Surveillance Blimp Heads Home after Stint at Greek Olympics

Dominique Maniere has spent his life drifting over unfamiliar places: Norway, America, the deserts of North Africa and anywhere else airships are paid to go on slow patrol, carrying giant advertisements or powerful surveillance cameras.

The white-bearded Frenchman is wrapping up a three-month job in Athens, flying a blimp for the Greek police during the Olympics as part of a massive security operation.

While they scoured the city for signs of a terrorist attack, he looked out over Athens' ancient sites and newly built stadiums and infrastructure.

"To fly over Athens, and look at the Acropolis...I never dreamed that I could do that,'' Maniere, a dirigible flier for the past 21 years, told The Associated Press. ``Normally I don't prefer to fly over cities...but it was very nice to fly over Athens.''

The 200-foot long blimp, laden with cameras and sensors, became a daily feature of the city's skyline as it hummed over Olympic venues and hilltop monuments, streaming video of street demonstrations, traffic jams and marathon runners during the Aug. 13-29 games.

Data from the airship was used with images from 1,200 new street cameras, police helicopters and surveillance vans as part of the $1.5 billion security operation that also included the Sept. 17-28 Paralympics. The operation officially ended Oct. 4.

The blimp, operated by Airship Management Services Inc., based in Greenwich, Conn., stayed on while the company discussed potential future business deals.

These include providing security at the Beijing Olympics in 2008, observing the Muslim pilgrimage at Mecca, in Saudi Arabia, and filming holiday destinations for the Greek tourism ministry, company representative Alexander Spyrou said.

Spyrou said the demand for aerial surveillance has grown since the terrorist attacks of Sept. 11, 2001.

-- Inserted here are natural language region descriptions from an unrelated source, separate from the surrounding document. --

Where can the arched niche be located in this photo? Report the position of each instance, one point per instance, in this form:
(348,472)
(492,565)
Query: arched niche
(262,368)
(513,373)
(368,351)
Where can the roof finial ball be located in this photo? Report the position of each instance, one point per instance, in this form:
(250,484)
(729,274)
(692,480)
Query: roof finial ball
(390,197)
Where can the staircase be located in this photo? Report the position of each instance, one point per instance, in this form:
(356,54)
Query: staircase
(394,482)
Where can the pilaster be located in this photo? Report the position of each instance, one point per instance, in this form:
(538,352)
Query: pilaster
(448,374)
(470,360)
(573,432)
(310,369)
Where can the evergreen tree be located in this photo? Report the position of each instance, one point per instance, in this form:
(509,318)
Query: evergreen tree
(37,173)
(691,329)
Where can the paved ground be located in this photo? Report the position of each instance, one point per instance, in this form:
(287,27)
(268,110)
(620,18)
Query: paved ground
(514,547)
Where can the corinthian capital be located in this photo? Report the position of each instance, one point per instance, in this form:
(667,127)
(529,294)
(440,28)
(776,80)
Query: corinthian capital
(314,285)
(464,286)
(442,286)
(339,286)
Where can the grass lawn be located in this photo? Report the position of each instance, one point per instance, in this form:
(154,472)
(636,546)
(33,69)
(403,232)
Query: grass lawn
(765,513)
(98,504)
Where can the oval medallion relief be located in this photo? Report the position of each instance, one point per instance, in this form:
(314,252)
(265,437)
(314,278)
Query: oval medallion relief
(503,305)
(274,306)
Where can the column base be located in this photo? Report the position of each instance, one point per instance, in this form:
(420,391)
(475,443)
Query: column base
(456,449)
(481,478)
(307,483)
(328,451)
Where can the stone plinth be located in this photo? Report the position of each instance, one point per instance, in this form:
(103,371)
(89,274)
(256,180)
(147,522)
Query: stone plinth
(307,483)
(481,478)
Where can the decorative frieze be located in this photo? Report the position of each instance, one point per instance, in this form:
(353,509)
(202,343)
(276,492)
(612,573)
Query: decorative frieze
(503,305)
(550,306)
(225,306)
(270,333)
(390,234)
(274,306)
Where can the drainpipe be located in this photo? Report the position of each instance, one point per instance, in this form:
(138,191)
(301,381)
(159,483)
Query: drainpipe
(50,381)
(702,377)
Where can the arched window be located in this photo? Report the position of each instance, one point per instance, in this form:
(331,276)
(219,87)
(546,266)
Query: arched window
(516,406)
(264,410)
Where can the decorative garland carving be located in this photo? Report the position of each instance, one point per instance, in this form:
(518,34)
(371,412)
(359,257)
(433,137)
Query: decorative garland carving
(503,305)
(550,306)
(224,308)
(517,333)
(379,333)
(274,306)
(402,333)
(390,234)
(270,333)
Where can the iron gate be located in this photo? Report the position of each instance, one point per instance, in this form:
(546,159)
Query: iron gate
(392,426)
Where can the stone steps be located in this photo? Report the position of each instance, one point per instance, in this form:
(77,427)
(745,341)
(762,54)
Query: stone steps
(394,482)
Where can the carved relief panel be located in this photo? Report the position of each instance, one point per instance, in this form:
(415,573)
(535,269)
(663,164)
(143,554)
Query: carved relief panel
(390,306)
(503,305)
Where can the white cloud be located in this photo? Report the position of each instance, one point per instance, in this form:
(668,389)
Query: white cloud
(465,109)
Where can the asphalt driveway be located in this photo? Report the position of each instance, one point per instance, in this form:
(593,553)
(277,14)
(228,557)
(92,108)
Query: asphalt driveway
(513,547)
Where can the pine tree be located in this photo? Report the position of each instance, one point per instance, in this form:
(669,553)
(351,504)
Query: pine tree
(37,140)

"Advertising in America and passenger carriages in Europe have been our bread and butter businesses, but more and more it's being used as a surveillance vehicle. ... It's a reliable eye in the sky,'' Spyrou said.

An increasing number of police forces ask about using the blimps ``for traffic control, pollution monitoring, border protection and coastal patrols.''

He said the helium-filled balloon is a cheap and stable "platform'' for sensors, with advances expected to include unmanned and high-altitude blimps within a few years.

The Athens contract was worth $1.8 million.

Spyrou's firm leased blimps for surveillance and use as overhead billboards for Olympics at Los Angeles in 1984, Seoul in 1988 and Atlanta in 1996. The British military has also used the blimps to track the Irish Republican Army in Northern Ireland, he said.